Ruining your athletic recruiting chances

Factors that hurt athletic recruiting opportunities for high school athletes

As a prospective student-athlete, there are many ways to disrupt or ruin your athletic recruiting process and diminish your chances of having a meaningful college athletic career. While top football and basketball programs seem to recruit players of questionable character sometimes, most college coaches do not operate that way. Small private colleges that do not rely on athletic revenue or success, will have vastly different qualifications for high school athletes they are recruiting than some of the larger schools who are competing for national championships.

Bad grades & test scores.
This is the number one killer for student-athletes. You can be the greatest athlete in the world, but if your GPA & test scores are too low to get you accepted into college, what difference does it make. A coach really won’t care what your athletic skills are until they determine you can even get into the school, so what’s the point of working on your jump shot when you are not even eligible. If you have academic issues, you need to work those out right away or your college career will end after high school. The NCAA just raised the minimum GPA from 2.0 to 2.3 that you need to be eligible to play your freshman year

Lack of Goals.
Some student-athletes just are not focused on what they want to do, maybe they want to play college athletics, maybe they don’t. Some want to play two sports or even three sports in college. Its important that you express to college coaches that you are serious about playing the sport you may be getting recruited for. Any wavering on your part might mean a coach moves on to other recruits.

Bad attitude.
This is the second biggest factor that gets many student-athletes in trouble. While coaches like skilled athletes, it’s often how you compete and how you interact with your team and your opponents that is the determining factor in getting recruited. You can attend showcases and camps and show off all you want, but when a coach comes to your game and sees you not hustling or yelling at your teammates or complaining to the ref’s that can be the end of the line. Coaches don’t want players like that and it doesn’t take a lot for them to stop recruiting you based on one small incident they witnessed at a game. In most cases one on-field incident like that will send them home before you are finished making an ass of yourself. We heard from one coach who stopped recruiting an athlete when he showed up at a game to watch him play and 5 minutes before the game the player was hanging out with a few girls with his shirt off. Just like that an opportunity lost!

Slump in Academics.
Many high school seniors think once they sign on a dotted line or accept a scholarship it is time to party. There have been many revoked scholarships and acceptances to schools because students did no work senior year got bad grades and thought it would not hurt them. If you fail english or math your senior year, you may not be eligible to play college athletics your freshman year, even though you still graduated from high school.

Legal Problems.
Do we need to explain this? One hint of legal problems in your life and coaches from all over the country will stop recruiting you in a heartbeat. No matter how good you are, coaches are representing the schools they work for and no one wants an athlete who is going to give that school a negative impression. Word travels fast in this day and age.

Injury.
Many talented athletes in high school play multiple sports because that is what they always have done. Once you start a sport and are successful at it, it is often hard to stop. If you are serious about your recruiting process, you need to consider concentrating at one sport, or two sports that benefit eachother. If you are aiming for a basketball scholarship, playing football in the fall your senior year may not be the best option for you. There are some sports that are mutually beneficial. If you are a football player, running track in the spring is a great way to stay in shape, gain speed and flexibility, and the risk for injury is not as high.

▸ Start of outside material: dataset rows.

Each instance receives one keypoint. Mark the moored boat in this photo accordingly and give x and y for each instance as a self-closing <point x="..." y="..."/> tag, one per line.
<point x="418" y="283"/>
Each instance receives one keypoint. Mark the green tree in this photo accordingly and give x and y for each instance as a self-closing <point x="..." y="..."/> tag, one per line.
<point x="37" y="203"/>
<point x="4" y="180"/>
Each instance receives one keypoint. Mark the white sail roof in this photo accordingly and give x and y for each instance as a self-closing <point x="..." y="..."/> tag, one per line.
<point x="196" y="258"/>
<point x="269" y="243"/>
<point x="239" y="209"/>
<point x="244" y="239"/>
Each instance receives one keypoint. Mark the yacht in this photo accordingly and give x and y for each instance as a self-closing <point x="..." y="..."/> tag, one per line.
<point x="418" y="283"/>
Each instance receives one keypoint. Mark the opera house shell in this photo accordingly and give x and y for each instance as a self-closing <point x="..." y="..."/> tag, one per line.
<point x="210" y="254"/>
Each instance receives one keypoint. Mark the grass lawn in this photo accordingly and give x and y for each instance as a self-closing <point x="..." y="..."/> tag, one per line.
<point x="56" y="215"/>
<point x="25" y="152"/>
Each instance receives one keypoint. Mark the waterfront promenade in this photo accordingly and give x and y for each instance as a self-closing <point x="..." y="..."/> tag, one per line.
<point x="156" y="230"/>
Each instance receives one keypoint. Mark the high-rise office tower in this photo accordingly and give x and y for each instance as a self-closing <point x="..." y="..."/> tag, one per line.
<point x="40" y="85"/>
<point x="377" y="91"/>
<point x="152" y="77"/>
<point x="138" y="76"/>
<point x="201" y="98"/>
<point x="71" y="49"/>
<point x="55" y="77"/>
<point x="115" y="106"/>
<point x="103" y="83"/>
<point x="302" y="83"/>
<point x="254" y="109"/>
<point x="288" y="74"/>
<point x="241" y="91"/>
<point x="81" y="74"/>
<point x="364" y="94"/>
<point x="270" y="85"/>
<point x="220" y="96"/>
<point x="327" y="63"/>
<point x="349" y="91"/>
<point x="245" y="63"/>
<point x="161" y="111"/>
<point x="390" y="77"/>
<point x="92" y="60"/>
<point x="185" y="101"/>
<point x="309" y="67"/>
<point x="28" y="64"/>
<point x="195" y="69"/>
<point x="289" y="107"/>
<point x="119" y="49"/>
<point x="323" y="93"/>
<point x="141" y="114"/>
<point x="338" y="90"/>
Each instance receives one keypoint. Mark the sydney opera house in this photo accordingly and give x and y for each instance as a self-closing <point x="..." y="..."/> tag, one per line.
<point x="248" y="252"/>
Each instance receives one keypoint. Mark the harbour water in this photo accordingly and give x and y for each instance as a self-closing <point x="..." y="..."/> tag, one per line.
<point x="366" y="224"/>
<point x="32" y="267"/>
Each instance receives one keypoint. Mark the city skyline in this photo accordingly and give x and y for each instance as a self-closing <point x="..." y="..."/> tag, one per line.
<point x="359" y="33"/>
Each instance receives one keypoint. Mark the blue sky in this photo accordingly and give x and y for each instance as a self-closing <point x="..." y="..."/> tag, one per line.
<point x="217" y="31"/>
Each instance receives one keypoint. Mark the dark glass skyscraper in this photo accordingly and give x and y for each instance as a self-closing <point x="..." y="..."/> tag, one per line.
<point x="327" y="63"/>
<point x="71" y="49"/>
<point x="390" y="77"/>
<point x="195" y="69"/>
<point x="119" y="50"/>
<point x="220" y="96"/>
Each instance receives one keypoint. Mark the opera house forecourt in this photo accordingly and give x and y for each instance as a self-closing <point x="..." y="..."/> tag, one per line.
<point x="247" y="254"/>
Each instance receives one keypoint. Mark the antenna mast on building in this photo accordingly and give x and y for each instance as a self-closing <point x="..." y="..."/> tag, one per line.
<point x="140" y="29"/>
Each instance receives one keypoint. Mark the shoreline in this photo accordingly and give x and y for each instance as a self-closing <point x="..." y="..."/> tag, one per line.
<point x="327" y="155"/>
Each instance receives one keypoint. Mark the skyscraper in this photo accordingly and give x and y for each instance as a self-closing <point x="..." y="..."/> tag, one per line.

Poor performance at a showcase.
Many families are so worried that they have to attend as many showcases as possible that they start to loose focus on each particular showcase. Quantity is not better than Quality and performing well at 2 showcases will help you more than performing poorly at 8 showcases. You also need to evaluate when the showcase takes place and what type of game shape you are in. Many baseball showcases take place indoors in the winter and most players are not in baseball shape at all. Their running times are slow, their bat is slow, their fastball is not as fast. Not only do they end up looking worse, but they open themselves to the risk of injury because they are trying to get their body to do things they may not have done in a few months. Its important to evaluate each showcase individually and evaluate how you might perform and how ready you are to perform.

Social Media Stupidity.
Tweeting out questionable stuff. Posting pictures to Facebook and Instagram showing you partying. College coaches are watching and many recruits have had offers pulled because of content they posted online. As Jim Rome says “the Internet is in ink.”

The Dumb Recruit
Perhaps the best story we heard on our travels through the college recruiting process is about a basketball recruit who said the wrong thing at the wrong time. The following day, a recruit who had been on an official visit was in line at the airport to return home. During a conversation about his visit he turned to the person he was traveling with and said “Ya, I am only using basketball to get accepted to the school.” Unfortunately for this recruit, one of the assistant coaches of the school he just visited was also in line behind him (unbeknownst to the recruit) because he was flying to the same state where the recruit lived to meet with another player. The assistant coach proceeded to call the head coach and report what he had heard. The head coach informed the assistant to call the recruits father when he landed and to inform him that they were no longer recruiting his son and to not provide any explanation past that!